Crystal structure determination of biological macromolecules using the novel technique of serial femtosecond crystallography (SFX) is severely limited by the scarcity of X-ray free-electron laser (XFEL) sources. However, recent and future upgrades render microfocus beamlines at synchrotron-radiation sources suitable for room-temperature serial crystallography data collection also. Owing to the longer exposure times that are needed at synchrotrons, serial data collection is termed serial millisecond crystallography (SMX). As a result, the number of SMX experiments is growing rapidly, with a dozen experiments reported so far. Here, the first high-viscosity injector-based SMX experiments carried out at a US synchrotron source, the Advanced Photon Source (APS), are reported. Microcrystals (5-20 µm) of a wide variety of proteins, including lysozyme, thaumatin, phycocyanin, the human A adenosine receptor (AAR), the soluble fragment of the membrane lipoprotein Flpp3 and proteinase K, were screened. Crystals suspended in lipidic cubic phase (LCP) or a high-molecular-weight poly(ethylene oxide) (PEO; molecular weight 8 000 000) were delivered to the beam using a high-viscosity injector. In-house data-reduction (hit-finding) software developed at APS as well as the SFX data-reduction and analysis software suites and enabled efficient on-site SMX data monitoring, reduction and processing. Complete data sets were collected for AAR, phycocyanin, Flpp3, proteinase K and lysozyme, and the structures of AAR, phycocyanin, proteinase K and lysozyme were determined at 3.2, 3.1, 2.65 and 2.05 Å resolution, respectively. The data demonstrate the feasibility of serial millisecond crystallography from 5-20 µm crystals using a high-viscosity injector at APS. The resolution of the crystal structures obtained in this study was dictated by the current flux density and crystal size, but upcoming developments in beamline optics and the planned APS-U upgrade will increase the intensity by two orders of magnitude. These developments will enable structure determination from smaller and/or weakly diffracting microcrystals.
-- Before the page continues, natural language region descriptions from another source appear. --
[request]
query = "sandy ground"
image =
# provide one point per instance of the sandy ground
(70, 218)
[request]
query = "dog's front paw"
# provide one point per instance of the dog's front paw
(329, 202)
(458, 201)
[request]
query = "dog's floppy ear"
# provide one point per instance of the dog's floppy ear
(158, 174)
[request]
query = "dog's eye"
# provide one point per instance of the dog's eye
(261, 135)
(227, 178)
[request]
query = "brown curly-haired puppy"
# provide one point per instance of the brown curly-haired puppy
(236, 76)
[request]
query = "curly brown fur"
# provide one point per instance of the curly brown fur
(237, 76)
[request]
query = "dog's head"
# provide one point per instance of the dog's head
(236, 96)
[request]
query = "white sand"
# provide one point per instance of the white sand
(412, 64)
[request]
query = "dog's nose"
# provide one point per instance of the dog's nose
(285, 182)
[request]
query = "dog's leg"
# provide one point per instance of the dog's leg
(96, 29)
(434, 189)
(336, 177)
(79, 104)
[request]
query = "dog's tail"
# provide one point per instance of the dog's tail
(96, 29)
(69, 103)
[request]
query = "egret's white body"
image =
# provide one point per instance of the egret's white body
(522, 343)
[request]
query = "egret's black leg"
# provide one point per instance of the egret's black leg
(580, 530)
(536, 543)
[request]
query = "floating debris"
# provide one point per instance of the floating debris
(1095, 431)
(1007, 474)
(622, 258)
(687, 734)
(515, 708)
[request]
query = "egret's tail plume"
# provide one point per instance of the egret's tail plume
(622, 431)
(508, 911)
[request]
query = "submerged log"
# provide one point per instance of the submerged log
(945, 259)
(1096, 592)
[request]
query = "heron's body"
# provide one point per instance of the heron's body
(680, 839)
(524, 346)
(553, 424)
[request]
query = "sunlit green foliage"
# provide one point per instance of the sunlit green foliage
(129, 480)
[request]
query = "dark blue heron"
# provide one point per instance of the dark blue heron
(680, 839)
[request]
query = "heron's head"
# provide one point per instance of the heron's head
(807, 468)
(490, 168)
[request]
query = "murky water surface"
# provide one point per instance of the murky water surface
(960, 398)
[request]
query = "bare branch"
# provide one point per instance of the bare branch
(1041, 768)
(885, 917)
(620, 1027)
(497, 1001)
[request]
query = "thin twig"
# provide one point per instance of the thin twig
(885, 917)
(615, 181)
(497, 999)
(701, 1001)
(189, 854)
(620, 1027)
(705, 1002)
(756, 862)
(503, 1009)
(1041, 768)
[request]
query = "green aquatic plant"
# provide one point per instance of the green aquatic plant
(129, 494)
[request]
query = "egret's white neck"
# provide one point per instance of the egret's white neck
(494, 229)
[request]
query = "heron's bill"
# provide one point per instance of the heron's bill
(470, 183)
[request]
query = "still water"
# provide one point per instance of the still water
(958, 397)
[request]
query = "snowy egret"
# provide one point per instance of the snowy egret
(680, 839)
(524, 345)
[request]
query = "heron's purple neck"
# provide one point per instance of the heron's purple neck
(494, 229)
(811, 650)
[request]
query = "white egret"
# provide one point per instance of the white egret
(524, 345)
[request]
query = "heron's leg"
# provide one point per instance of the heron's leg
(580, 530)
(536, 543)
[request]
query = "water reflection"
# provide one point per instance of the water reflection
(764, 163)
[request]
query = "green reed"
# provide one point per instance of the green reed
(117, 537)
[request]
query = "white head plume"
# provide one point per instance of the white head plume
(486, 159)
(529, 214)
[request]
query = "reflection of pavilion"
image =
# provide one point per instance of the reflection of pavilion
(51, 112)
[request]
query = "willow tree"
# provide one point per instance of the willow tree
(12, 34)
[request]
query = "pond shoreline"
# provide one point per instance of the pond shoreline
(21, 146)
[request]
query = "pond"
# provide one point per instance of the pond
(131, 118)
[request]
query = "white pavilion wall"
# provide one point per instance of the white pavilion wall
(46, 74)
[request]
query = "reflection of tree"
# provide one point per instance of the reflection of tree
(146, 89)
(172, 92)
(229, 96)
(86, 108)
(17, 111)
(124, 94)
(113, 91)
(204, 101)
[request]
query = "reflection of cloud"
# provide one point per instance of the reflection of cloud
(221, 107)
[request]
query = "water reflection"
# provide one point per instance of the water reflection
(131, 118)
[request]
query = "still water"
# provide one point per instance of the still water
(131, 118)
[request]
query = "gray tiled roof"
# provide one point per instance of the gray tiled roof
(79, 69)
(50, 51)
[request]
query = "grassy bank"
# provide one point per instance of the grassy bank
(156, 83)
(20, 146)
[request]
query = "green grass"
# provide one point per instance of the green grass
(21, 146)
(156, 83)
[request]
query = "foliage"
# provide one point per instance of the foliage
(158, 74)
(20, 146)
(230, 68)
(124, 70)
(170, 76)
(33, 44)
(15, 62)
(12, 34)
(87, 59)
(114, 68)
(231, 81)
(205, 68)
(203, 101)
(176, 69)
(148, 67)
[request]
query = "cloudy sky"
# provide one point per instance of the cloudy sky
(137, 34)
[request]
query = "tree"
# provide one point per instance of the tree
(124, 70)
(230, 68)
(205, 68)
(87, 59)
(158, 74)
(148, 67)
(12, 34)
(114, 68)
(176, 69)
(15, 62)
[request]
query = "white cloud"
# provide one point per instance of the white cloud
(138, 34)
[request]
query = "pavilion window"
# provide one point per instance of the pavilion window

使用串行飞秒晶体学(SFX)这项新技术来确定生物大分子的晶体结构,受到X射线自由电子激光(XFEL)源稀缺的严重限制。然而,近期及未来的升级使得同步辐射源处的微聚焦光束线也适用于室温串行晶体学数据收集。由于同步加速器需要更长的曝光时间,串行数据收集被称为串行毫秒晶体学(SMX)。因此,SMX实验的数量正在迅速增加,到目前为止已有十几个实验被报道。在此,报道了在美国同步辐射源——先进光子源(APS)上进行的首次基于高粘度注射器的SMX实验。对多种蛋白质的微晶(5 - 20 µm)进行了筛选,这些蛋白质包括溶菌酶、奇异果甜蛋白、藻蓝蛋白、人A腺苷受体(AAR)、膜脂蛋白Flpp3的可溶性片段和蛋白酶K。悬浮在脂质立方相(LCP)或高分子量聚环氧乙烷(PEO;分子量8 000 000)中的晶体,使用高粘度注射器输送到光束处。APS开发的内部数据处理(寻峰)软件以及SFX数据处理和分析软件套件,实现了高效的现场SMX数据监测、处理和分析。为AAR、藻蓝蛋白、Flpp3、蛋白酶K和溶菌酶收集了完整的数据集,并且分别以3.2 Å、3.1 Å、2.65 Å和2.05 Å的分辨率确定了AAR、藻蓝蛋白、蛋白酶K和溶菌酶的结构。这些数据证明了在APS使用高粘度注射器对5 - 20 µm晶体进行串行毫秒晶体学的可行性。本研究中获得的晶体结构分辨率受当前通量密度和晶体尺寸的限制,但光束线光学的未来发展以及计划中的APS - U升级将使强度提高两个数量级。这些发展将能够从小的和/或弱衍射微晶中确定结构。